With regards to your question...

>Are there any platforms that empower these students to distribute their video
game without relying on other businesses, specially big business?

Yes and no.

Mobile devices in particular are problematic in that they're much further away
from General Purpose Computers than desktops or the OS's of the days of yore.

If you wanted to get a game out, you just published the executable somewhere
for downloading and marketed it well if you were out to disseminate something
without profit motive.

Nowadays though, the gaming industry flourishes based on integration through
various corporate entities which represent leverage points for sufficiently
large and centralizable market actors.

Android and especially iOS are the most telling examples, but basically any
AppStore like infrastructure that relies on market penetration to maintain
it's own existence is at some point threatened.

This is where the idea of "too big to fail" comes back to bite you.

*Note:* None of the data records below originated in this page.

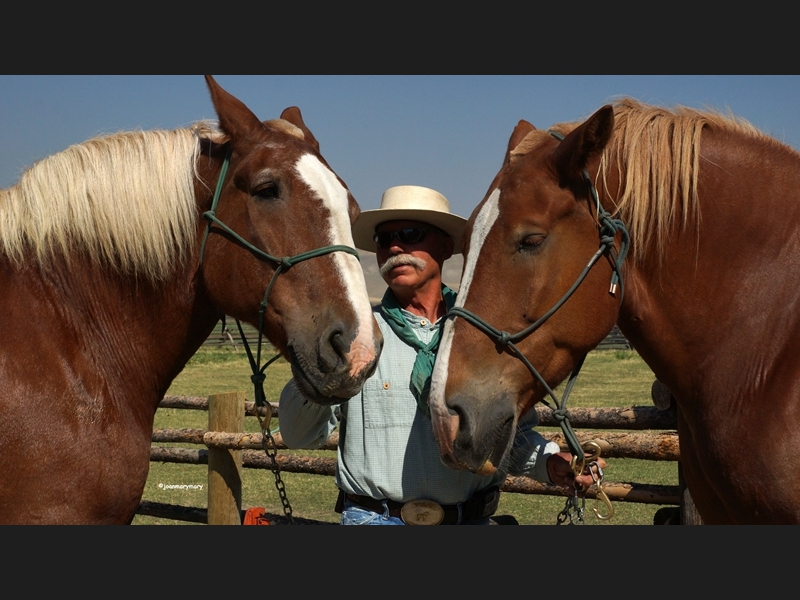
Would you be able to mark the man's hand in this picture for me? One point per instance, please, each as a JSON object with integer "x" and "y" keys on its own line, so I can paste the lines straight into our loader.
{"x": 560, "y": 472}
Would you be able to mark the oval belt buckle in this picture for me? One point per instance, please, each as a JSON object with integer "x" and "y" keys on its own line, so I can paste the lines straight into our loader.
{"x": 421, "y": 512}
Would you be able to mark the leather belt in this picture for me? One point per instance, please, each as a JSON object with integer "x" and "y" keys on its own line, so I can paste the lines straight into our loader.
{"x": 483, "y": 504}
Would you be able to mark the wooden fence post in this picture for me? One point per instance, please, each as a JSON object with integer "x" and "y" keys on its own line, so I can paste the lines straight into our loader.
{"x": 225, "y": 413}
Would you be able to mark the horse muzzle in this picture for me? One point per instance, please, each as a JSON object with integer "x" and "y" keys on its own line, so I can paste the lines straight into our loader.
{"x": 331, "y": 370}
{"x": 473, "y": 435}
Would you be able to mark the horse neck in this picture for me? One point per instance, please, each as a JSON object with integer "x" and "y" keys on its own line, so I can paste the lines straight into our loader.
{"x": 140, "y": 333}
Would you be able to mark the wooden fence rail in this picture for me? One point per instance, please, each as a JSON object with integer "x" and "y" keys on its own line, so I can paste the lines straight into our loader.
{"x": 658, "y": 443}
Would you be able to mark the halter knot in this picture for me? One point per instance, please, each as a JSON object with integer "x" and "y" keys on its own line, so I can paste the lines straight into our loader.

When you
have highly consolidated and invested in industries that are so large that
they constitute large chunks of market share, yet require substantially large
capital inputs necessitating the partaking of "tainted cash" you get an
environment where economic hostage taking becomes a viable strategy.

Your choice suddenly becomes whether to topple/hobble those companies,
potentially having disasterous effects on your labor market, or sacrificing
your cultural morals to the first big market actor who takes offense.

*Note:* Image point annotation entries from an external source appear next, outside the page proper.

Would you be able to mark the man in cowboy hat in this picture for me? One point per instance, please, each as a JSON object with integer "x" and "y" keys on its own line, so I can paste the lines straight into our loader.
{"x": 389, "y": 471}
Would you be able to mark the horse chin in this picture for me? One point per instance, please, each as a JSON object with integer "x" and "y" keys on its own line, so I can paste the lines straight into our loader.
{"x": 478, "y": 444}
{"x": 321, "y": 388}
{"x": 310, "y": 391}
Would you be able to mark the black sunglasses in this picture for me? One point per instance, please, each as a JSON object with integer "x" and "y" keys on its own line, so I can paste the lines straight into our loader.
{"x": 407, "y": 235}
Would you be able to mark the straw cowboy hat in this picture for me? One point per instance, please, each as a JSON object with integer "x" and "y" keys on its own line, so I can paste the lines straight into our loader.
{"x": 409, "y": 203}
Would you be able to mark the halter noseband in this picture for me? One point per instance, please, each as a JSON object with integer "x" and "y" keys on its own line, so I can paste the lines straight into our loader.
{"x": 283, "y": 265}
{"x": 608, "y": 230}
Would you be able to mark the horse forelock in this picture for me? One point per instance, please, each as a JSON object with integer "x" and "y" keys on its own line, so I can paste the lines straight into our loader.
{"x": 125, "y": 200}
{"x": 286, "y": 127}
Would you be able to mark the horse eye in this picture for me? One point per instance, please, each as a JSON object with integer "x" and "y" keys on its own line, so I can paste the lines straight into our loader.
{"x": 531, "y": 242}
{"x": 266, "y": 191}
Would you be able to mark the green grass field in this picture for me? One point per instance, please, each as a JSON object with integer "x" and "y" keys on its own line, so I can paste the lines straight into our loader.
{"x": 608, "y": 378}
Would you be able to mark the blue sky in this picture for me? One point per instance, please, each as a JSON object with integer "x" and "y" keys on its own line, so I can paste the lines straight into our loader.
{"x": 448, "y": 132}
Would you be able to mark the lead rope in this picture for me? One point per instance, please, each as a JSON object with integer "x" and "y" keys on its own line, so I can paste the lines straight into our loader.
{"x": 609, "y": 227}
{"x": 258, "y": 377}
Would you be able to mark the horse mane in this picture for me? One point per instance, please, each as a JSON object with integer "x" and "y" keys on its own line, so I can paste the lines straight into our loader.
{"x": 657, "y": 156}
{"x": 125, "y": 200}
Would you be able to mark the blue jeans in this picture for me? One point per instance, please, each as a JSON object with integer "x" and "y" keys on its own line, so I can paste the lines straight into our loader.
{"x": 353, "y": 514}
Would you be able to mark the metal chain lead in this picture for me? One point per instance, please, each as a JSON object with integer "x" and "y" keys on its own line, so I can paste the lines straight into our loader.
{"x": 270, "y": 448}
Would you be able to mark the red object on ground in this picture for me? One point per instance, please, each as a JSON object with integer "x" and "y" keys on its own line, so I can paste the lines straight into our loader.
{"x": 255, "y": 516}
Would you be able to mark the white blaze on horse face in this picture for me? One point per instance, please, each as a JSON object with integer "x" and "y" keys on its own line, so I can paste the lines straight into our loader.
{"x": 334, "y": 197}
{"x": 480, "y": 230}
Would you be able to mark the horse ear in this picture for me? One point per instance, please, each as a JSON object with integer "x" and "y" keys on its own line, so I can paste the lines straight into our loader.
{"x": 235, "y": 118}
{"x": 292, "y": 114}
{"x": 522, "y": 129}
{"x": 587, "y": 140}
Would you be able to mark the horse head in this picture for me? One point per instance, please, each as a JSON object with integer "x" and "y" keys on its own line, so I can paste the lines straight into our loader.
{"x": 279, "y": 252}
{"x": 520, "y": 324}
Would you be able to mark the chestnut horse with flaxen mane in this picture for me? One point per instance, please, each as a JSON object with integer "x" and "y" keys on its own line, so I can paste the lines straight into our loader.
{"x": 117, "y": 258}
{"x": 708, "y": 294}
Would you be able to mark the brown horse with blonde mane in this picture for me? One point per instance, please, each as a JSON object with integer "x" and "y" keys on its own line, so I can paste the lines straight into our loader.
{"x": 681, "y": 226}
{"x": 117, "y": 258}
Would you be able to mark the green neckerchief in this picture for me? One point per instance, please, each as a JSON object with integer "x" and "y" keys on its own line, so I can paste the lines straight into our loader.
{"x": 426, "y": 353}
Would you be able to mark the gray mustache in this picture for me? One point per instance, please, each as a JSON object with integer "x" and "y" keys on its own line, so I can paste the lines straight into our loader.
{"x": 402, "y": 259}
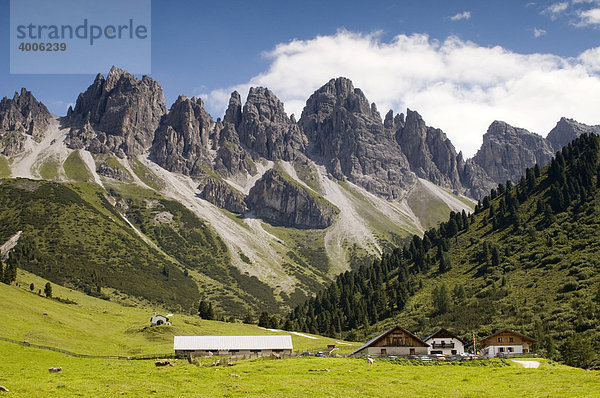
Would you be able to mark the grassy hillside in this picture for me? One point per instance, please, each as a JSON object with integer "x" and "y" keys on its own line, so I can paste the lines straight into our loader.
{"x": 73, "y": 236}
{"x": 25, "y": 373}
{"x": 527, "y": 259}
{"x": 98, "y": 327}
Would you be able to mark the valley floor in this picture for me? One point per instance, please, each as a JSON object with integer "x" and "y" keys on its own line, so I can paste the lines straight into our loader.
{"x": 24, "y": 371}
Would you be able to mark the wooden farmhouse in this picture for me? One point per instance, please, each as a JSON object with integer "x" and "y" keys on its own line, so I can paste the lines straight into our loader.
{"x": 445, "y": 342}
{"x": 233, "y": 345}
{"x": 395, "y": 341}
{"x": 159, "y": 320}
{"x": 506, "y": 342}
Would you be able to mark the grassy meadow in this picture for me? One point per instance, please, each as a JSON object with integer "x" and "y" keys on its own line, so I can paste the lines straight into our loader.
{"x": 24, "y": 371}
{"x": 98, "y": 327}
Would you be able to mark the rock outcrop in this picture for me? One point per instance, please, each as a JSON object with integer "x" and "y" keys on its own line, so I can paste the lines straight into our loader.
{"x": 507, "y": 151}
{"x": 278, "y": 199}
{"x": 23, "y": 114}
{"x": 222, "y": 195}
{"x": 474, "y": 179}
{"x": 266, "y": 130}
{"x": 566, "y": 130}
{"x": 430, "y": 153}
{"x": 117, "y": 173}
{"x": 347, "y": 135}
{"x": 118, "y": 114}
{"x": 231, "y": 157}
{"x": 181, "y": 143}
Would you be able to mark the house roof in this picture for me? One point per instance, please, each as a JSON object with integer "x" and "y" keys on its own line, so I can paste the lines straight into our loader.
{"x": 382, "y": 335}
{"x": 442, "y": 331}
{"x": 278, "y": 342}
{"x": 512, "y": 332}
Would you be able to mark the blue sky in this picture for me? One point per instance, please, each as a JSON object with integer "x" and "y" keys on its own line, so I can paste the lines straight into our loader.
{"x": 208, "y": 48}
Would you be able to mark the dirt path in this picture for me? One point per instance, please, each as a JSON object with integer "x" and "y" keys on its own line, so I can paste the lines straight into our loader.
{"x": 528, "y": 364}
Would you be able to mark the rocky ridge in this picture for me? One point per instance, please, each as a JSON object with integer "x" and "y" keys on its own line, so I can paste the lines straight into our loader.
{"x": 118, "y": 114}
{"x": 566, "y": 130}
{"x": 507, "y": 151}
{"x": 278, "y": 199}
{"x": 23, "y": 114}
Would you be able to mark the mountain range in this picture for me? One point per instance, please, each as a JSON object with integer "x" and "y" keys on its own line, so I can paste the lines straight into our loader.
{"x": 257, "y": 208}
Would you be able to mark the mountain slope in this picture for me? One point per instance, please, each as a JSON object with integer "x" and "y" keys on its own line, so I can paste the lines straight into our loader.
{"x": 527, "y": 259}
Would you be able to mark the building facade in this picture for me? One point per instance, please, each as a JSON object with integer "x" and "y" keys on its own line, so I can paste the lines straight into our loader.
{"x": 233, "y": 345}
{"x": 393, "y": 342}
{"x": 506, "y": 342}
{"x": 445, "y": 342}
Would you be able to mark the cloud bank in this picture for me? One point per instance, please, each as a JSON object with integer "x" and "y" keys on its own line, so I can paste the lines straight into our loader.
{"x": 455, "y": 85}
{"x": 461, "y": 15}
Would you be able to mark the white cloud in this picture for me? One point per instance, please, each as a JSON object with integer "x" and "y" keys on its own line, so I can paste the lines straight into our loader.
{"x": 590, "y": 59}
{"x": 555, "y": 9}
{"x": 588, "y": 17}
{"x": 461, "y": 15}
{"x": 455, "y": 85}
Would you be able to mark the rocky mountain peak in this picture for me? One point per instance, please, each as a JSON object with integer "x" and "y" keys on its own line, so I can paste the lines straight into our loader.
{"x": 280, "y": 200}
{"x": 507, "y": 151}
{"x": 233, "y": 114}
{"x": 23, "y": 114}
{"x": 566, "y": 130}
{"x": 349, "y": 137}
{"x": 430, "y": 153}
{"x": 181, "y": 142}
{"x": 122, "y": 111}
{"x": 266, "y": 130}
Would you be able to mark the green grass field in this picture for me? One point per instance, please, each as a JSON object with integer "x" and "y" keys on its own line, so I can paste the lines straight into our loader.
{"x": 24, "y": 371}
{"x": 99, "y": 327}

The alternative is "rolling your own dissemination infrastructure." Which
while non-trivial, has it's costs associated with it primarily in the sense of
"what sets of tools are at my disposal to get something out there?"

When you have an actor such as China clamping down on for-profits in order to
prevent them from providing aid, that essentially means starting at the ground
floor. All you can really assume is there for you without the threat of a
lawyer knocking on your door with bad news from a vendor is Free Software, and
whatever smaller actors you can gather who aren't yet big enough to be
adversely effected by your Adversary.

Not an enviable position to be in to be quite honest.